Нет. Он рассказал все и очень надеется, что был правильно понят. Видно, как он ужасно боится быть втянутым в такую историю. Такое – перебор даже для него. Это поставит крест на всех его надеждах. Да, он и сам много раздумывал об этой странной смерти, но в сердечный приступ не поверил ни на секунду. Когда он в последний раз видел Агату в Мэйфэйр-Плэйс? Необходимо установить по возможности точно, как во времени соотносится ее смена места работы с остальными событиями этого дела. Проскетт долго морщил широкое лицо, но сумел назвать очень приблизительное время – середину октября. Это было последнее, о чем он поведал нам перед своим уходом.
Бартнелл появляется очень вовремя, чтобы запечатлеть наши ошарашенные физиономии. Мы только что заполучили едва ли не самую важную информацию, однако тот факт, что это произошло аж через две недели, да и то лишь благодаря заявившемуся Проскетту, не доставляет никакого удовлетворения. Оказывается, это не нуждалось в поисках и располагалось под самым носом, но кто бы мог такое предположить! Шефа в первую очередь интересует, насколько можно верить "этому проходимцу".

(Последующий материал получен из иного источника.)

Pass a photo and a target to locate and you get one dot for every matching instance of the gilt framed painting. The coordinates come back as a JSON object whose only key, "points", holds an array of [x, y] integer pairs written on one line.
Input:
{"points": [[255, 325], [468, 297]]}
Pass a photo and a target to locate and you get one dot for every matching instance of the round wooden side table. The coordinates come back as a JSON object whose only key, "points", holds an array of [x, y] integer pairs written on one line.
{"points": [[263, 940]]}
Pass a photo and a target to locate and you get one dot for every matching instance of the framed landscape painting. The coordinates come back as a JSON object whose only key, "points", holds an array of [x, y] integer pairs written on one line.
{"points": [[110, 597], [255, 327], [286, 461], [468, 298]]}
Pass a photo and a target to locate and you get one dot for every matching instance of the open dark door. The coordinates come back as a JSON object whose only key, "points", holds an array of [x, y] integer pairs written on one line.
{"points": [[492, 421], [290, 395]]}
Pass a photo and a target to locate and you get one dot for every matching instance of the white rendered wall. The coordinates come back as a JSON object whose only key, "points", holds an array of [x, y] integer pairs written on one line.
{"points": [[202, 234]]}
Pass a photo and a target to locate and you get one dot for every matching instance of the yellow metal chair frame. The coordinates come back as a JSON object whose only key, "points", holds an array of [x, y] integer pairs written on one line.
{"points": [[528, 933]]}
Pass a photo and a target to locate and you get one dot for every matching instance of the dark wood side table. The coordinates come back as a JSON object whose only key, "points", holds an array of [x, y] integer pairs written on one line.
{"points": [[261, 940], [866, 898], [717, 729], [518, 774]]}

- Безусловно, Проскетт - достаточно темный тип, - соглашается Тобби. - С одной стороны, явился сам, с другой - лишь после того, как заметил слежку. Испугался, особенно, когда увидел мисс Твумндидл, выходящей от нас. Ему и в голову не могло прийти, что у нее в тот раз для визита нашелся совсем другой повод.
- То-то же. Вы уверены, что разобрались с его страхами? Не выйдет ли так, что он боялся кое-чего посерьезнее, чем признания служанки, передававшей его письма? Может, он приходил вас прощупать; узнать, что о нем тут известно?

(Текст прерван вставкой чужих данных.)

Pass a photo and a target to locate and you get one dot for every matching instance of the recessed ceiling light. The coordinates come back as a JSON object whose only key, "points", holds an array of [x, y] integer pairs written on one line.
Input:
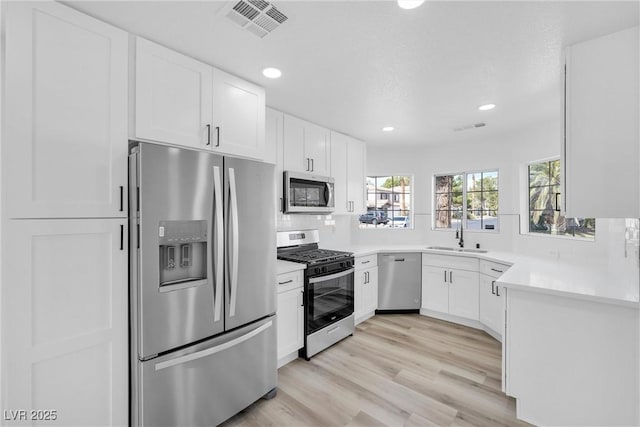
{"points": [[271, 73], [486, 107], [410, 4]]}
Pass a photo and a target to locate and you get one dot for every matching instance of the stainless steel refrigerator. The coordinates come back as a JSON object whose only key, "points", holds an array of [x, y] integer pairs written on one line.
{"points": [[202, 281]]}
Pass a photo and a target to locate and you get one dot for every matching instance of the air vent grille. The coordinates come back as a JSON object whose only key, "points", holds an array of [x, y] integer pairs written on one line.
{"points": [[277, 15], [260, 4], [259, 17], [245, 10], [471, 126]]}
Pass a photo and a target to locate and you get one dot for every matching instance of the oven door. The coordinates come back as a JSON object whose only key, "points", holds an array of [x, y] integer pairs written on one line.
{"points": [[328, 299]]}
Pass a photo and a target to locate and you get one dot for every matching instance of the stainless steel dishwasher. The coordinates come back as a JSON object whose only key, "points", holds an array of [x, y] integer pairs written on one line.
{"points": [[399, 282]]}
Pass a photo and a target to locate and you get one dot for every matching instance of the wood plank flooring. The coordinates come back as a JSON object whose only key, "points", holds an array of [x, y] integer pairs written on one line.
{"points": [[396, 370]]}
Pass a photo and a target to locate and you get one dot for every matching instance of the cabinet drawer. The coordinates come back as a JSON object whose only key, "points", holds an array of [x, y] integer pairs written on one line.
{"points": [[366, 261], [450, 261], [288, 281], [493, 269]]}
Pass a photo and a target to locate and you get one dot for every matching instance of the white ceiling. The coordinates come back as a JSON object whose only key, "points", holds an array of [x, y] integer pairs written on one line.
{"points": [[356, 66]]}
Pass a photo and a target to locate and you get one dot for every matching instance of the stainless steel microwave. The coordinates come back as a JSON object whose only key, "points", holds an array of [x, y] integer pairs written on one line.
{"points": [[306, 193]]}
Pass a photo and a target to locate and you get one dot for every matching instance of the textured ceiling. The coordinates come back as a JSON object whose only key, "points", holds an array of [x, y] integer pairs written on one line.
{"points": [[356, 66]]}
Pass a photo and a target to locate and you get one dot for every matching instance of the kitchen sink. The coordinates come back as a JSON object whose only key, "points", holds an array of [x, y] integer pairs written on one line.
{"points": [[449, 248]]}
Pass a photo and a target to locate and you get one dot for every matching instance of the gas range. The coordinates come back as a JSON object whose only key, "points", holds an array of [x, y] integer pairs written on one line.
{"points": [[328, 289], [314, 256]]}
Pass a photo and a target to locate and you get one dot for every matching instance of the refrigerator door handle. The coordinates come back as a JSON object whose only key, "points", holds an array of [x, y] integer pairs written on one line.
{"points": [[329, 193], [212, 350], [233, 240], [218, 248]]}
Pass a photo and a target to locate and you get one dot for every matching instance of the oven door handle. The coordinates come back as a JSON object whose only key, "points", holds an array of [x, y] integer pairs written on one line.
{"points": [[331, 276]]}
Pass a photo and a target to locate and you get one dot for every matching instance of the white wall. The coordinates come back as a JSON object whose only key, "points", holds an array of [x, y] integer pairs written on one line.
{"points": [[509, 153]]}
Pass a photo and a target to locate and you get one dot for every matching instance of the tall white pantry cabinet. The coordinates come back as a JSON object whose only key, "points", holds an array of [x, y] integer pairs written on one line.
{"points": [[64, 218]]}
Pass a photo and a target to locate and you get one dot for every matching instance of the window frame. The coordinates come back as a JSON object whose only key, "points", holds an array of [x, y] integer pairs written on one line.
{"points": [[391, 195], [524, 223], [464, 219]]}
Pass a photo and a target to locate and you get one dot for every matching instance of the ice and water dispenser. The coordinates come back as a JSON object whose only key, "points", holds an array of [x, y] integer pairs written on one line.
{"points": [[183, 253]]}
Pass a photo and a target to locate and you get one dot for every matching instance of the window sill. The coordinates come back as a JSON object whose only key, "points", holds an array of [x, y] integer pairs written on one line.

- Чертовски нахально, но... возможно, - приходится признать Грегсону не самый лестный для нас факт. - Тем более, что предварительно он пытался с нею переговорить. Она не стала с ним это обсуждать при свидетелях, а другой возможности ему, как видно, не представилось. Но одно уже хорошо - не зависимо от его роли в этом деле, позиция дочери Твумндидла теперь крайне незавидна. Мы, конечно, перепроверим это, но, я почти не сомневаюсь, что миссис Кроссуэлл опознает ее как свою бывшую служанку.
- Так-так, - бормочет шеф. - Значит, он считает, ее выгнали из-за его записок? Вы-то сами как думаете, что у них там произошло? Насколько я помню, по признанию Твумндидла его дочь нигде долго не задерживалась.
- Да. Ее увольняли отовсюду через неделю или около того.
- О чем и речь. Что же странного в том, что ее вышвырнули и из Мэйфэйр-плэйс? Ее могли рассчитать за тысячу вещей – неисполненных поручений, придуманных отговорок, постоянных отлучек. Сами же говорите, Проскетт вам проболтался, что завел с нею интрижку. По складу характера эта девица вполне могла увлечься и потерять осторожность, и тогда ничего криминального в ее уходе нет.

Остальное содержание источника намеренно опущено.